Intenté localizarlo, pero todos mis esfuerzos, fueron nulos. Como si él y esa sombra fueran uno mismo.
Pasó un tiempo en aparente tranquilidad, sin ningún sobresalto. Todos nos dedicábamos a nuestras actividades como solíamos hacer y no volvimos a saber nada de ese extraño ser, ni de la ausencia de Marcus. Tanta normalidad, me causaba una extraña sensación, como si percibiese que la sombra iba a volver a actuar dentro de poco. Y así fue, en el día de Todos Los Santos, la sombra volvió a actuar. Esta vez, no fue tan piadosa como la vez anterior. Desató toda su maldad, actuando de noche, como en ella era habitual y causó la muerte de todo el servicio.
Marcus, seguía sin aparecer o quizás estábamos más cerca de él de lo que nos podíamos imaginar. ¿Y si Marcus fuese la sombra que causaba todo el mal? Esta idea cobraba cada vez más fuerza en mi cabeza.
¿Qué movía a la sombra a actuar? ¿Por qué ahora? Sin duda, alguien la había despertado de su letargo. Pero… ¿Por qué? ¿Qué interés oculto había para provocar tanto mal? Mi cabeza se empezaba a ver asaltada por gran cantidad de dudas.

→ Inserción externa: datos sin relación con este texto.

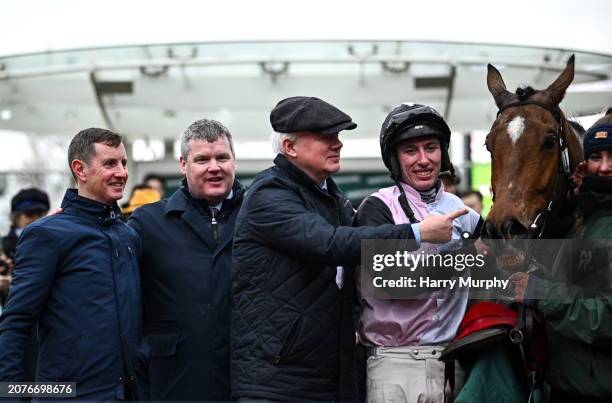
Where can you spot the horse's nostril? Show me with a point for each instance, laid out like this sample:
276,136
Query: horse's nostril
514,229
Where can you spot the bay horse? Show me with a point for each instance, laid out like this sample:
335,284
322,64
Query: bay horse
534,150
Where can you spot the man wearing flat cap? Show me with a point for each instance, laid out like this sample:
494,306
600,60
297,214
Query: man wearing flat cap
292,330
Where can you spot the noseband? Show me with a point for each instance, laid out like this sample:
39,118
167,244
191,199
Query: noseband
537,226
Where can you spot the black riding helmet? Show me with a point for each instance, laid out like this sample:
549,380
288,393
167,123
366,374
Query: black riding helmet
408,121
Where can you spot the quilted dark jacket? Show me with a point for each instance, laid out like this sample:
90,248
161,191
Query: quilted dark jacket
292,332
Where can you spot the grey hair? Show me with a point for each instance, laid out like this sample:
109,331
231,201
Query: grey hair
278,138
204,129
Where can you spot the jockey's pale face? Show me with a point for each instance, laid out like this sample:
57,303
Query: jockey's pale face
316,154
599,163
420,160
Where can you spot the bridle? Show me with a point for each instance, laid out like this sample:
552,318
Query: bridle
535,230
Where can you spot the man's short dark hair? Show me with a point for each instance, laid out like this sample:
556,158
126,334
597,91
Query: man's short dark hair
204,129
82,146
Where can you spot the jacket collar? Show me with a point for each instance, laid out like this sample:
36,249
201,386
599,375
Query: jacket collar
303,179
595,194
181,199
82,206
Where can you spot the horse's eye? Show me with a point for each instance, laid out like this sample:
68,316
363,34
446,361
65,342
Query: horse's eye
549,142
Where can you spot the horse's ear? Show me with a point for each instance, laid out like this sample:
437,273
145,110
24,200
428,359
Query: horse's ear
496,85
557,89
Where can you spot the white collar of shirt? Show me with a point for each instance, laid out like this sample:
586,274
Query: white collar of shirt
218,206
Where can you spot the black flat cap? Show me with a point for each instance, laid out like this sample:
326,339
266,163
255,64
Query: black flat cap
27,200
309,114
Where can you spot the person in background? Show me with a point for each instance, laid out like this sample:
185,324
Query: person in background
451,182
27,206
473,199
141,195
186,265
577,301
76,278
156,182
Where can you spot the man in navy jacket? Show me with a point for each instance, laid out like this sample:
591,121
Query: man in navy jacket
185,268
76,278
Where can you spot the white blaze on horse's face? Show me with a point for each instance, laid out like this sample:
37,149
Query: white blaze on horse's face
516,128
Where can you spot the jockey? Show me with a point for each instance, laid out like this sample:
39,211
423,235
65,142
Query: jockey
406,336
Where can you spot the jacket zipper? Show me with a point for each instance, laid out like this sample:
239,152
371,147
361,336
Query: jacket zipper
214,224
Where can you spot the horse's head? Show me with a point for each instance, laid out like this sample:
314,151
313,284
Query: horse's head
528,142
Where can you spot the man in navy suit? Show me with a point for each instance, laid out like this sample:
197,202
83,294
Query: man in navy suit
185,267
76,278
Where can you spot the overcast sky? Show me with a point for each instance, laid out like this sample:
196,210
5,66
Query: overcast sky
39,25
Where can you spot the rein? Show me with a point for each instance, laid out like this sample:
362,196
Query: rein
537,226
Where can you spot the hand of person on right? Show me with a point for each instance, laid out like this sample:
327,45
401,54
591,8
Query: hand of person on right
438,228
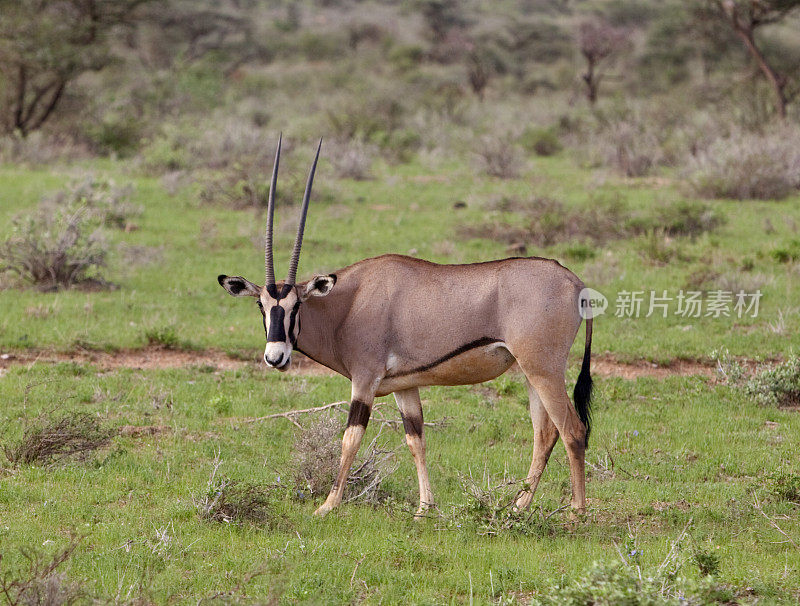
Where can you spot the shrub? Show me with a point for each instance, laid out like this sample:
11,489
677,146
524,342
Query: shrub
778,386
103,198
540,141
234,502
615,583
115,134
490,509
630,147
498,157
352,159
317,450
39,583
56,247
49,440
747,166
785,486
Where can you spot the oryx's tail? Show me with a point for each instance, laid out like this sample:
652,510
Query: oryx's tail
583,388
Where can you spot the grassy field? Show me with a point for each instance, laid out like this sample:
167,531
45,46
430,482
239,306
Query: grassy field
683,454
689,481
167,270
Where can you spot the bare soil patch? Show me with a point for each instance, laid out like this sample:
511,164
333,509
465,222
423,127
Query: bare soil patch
603,365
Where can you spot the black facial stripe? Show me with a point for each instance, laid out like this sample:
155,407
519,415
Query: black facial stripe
272,290
456,352
276,333
359,414
292,319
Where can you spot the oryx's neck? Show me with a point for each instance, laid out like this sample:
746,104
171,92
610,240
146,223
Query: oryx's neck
318,321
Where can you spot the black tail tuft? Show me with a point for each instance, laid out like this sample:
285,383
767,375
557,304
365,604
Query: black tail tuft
583,388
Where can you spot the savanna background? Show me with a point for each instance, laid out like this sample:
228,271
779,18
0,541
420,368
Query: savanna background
148,458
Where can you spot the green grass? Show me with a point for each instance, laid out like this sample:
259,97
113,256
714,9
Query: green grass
407,208
684,452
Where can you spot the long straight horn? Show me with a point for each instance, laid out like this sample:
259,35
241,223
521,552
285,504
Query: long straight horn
298,242
270,267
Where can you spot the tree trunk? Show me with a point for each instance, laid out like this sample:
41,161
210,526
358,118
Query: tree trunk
777,81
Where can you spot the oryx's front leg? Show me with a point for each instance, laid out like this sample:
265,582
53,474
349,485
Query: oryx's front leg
357,419
411,410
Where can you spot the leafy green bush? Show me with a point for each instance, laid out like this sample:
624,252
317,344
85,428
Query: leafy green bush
116,133
778,386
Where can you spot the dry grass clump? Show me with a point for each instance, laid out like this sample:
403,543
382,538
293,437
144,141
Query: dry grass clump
352,159
50,440
489,508
234,502
498,157
108,202
56,247
316,453
39,584
748,166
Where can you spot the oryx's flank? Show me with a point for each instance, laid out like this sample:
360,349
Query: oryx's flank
393,324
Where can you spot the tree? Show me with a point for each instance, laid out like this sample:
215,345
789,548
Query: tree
598,41
745,17
45,45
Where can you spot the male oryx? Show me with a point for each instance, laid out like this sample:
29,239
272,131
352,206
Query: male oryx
393,324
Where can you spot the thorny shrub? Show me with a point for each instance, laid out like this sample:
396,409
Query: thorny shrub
316,455
56,247
39,583
747,166
777,386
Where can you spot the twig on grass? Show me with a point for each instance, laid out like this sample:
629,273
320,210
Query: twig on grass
773,523
290,414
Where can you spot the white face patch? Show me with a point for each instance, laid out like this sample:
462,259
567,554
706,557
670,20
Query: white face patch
282,327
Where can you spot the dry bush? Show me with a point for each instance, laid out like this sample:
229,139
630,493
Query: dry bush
61,244
49,440
489,508
748,166
38,583
316,454
103,198
352,159
234,502
38,149
629,146
498,157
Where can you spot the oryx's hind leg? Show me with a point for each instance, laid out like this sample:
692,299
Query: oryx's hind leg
548,381
360,410
411,410
545,436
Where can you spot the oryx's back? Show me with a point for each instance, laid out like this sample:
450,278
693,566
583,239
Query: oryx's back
456,324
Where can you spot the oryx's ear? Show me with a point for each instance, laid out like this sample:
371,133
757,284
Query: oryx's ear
238,286
318,286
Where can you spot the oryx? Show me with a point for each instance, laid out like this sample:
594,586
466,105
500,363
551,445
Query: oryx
393,324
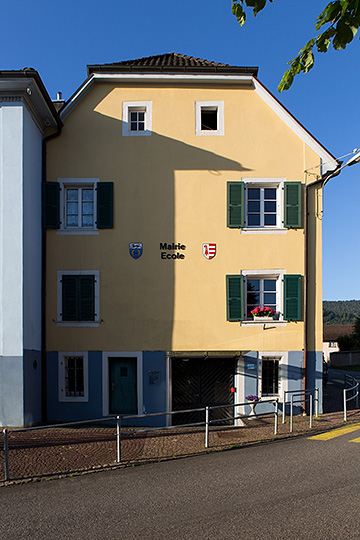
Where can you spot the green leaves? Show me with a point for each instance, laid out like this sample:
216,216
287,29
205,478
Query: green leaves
239,12
341,19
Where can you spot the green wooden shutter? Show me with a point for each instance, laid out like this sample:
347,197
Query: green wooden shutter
292,205
87,298
51,205
234,296
105,197
235,200
78,298
292,297
70,298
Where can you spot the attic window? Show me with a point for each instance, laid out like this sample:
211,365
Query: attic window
209,117
136,118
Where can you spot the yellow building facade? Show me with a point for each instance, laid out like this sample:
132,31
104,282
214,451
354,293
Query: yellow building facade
177,202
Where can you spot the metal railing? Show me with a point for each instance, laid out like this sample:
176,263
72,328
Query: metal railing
119,419
350,380
310,395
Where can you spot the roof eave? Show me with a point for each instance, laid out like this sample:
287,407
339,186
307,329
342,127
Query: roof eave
109,68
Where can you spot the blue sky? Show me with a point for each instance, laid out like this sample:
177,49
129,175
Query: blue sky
60,38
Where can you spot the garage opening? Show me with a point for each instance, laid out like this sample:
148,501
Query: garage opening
200,382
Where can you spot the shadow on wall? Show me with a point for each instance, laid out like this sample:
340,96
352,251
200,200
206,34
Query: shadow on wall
143,171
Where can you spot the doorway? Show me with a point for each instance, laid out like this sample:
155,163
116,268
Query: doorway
123,385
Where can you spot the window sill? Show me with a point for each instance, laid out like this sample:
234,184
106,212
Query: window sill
209,133
265,324
78,324
263,230
77,231
82,399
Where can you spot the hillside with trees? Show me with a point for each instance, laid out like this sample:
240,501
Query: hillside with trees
341,311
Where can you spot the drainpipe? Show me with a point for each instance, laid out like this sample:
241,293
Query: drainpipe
306,261
43,281
322,180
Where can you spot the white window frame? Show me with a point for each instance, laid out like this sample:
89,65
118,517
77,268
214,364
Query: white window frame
62,273
277,183
62,381
105,378
282,384
219,105
145,106
277,274
74,183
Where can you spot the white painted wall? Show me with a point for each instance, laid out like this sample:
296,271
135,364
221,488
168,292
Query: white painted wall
32,155
11,229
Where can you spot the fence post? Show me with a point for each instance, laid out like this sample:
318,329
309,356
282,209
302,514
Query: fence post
206,427
6,454
118,438
316,402
284,397
345,415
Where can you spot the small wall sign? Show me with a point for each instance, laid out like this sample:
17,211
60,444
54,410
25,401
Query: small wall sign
135,250
209,251
175,248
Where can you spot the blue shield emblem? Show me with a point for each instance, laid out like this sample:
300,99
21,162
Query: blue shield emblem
135,250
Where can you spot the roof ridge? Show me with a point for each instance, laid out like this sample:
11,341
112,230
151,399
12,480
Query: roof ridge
171,61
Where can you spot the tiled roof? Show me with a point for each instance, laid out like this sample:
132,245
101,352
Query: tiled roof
169,62
331,332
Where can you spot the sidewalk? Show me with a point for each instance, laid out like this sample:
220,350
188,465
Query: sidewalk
56,452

Cogí de nuevo el álbum de fotos que ya tenía casi por olvidado y empecé a observarlo detenidamente. En él, se podían ver niños, ancianos, familias enteras y… al llegar a la última página, vi que quedaban sitios libres. Esos huecos, ¿estarían destinados a mi y a mi familia? Esta duda me producía escalofríos. Entonces pensé, ¿y si no estuviésemos vivos? ¿Y si este ser, sólo quisiese comunicarse con nosotros y advertirnos de nuestra propia muerte? No sé por que razón, me vino a la memoria un día de abril en el que yo, estaba jugando con mis hijos con unas almohadas en casa y no sé cómo, los asfixié. Había intentado olvidar esto durante mucho tiempo pero no pude.
Empezaba a entender de qué iba todo esto. Aquella tarde, cuando jugaba con mis hijos, yo mismo les causé la muerte. De inmediato, subí a sus habitaciones y les dije: “Ya se ha acabado todo, por fin podremos descansar todos en paz, lo siento”. Todo se debía sin duda a aquella tarde de abril.
El álbum estaba completo. La casa se puso a la venta, aunque difícilmente alguien la compraría, sabiendo lo que allí había sucedido.
De la sombra, nada se supo de nuevo. Seguramente, marchó a otro lugar a recordar que algo no iba bien, ya que aquí había acabado su trabajo.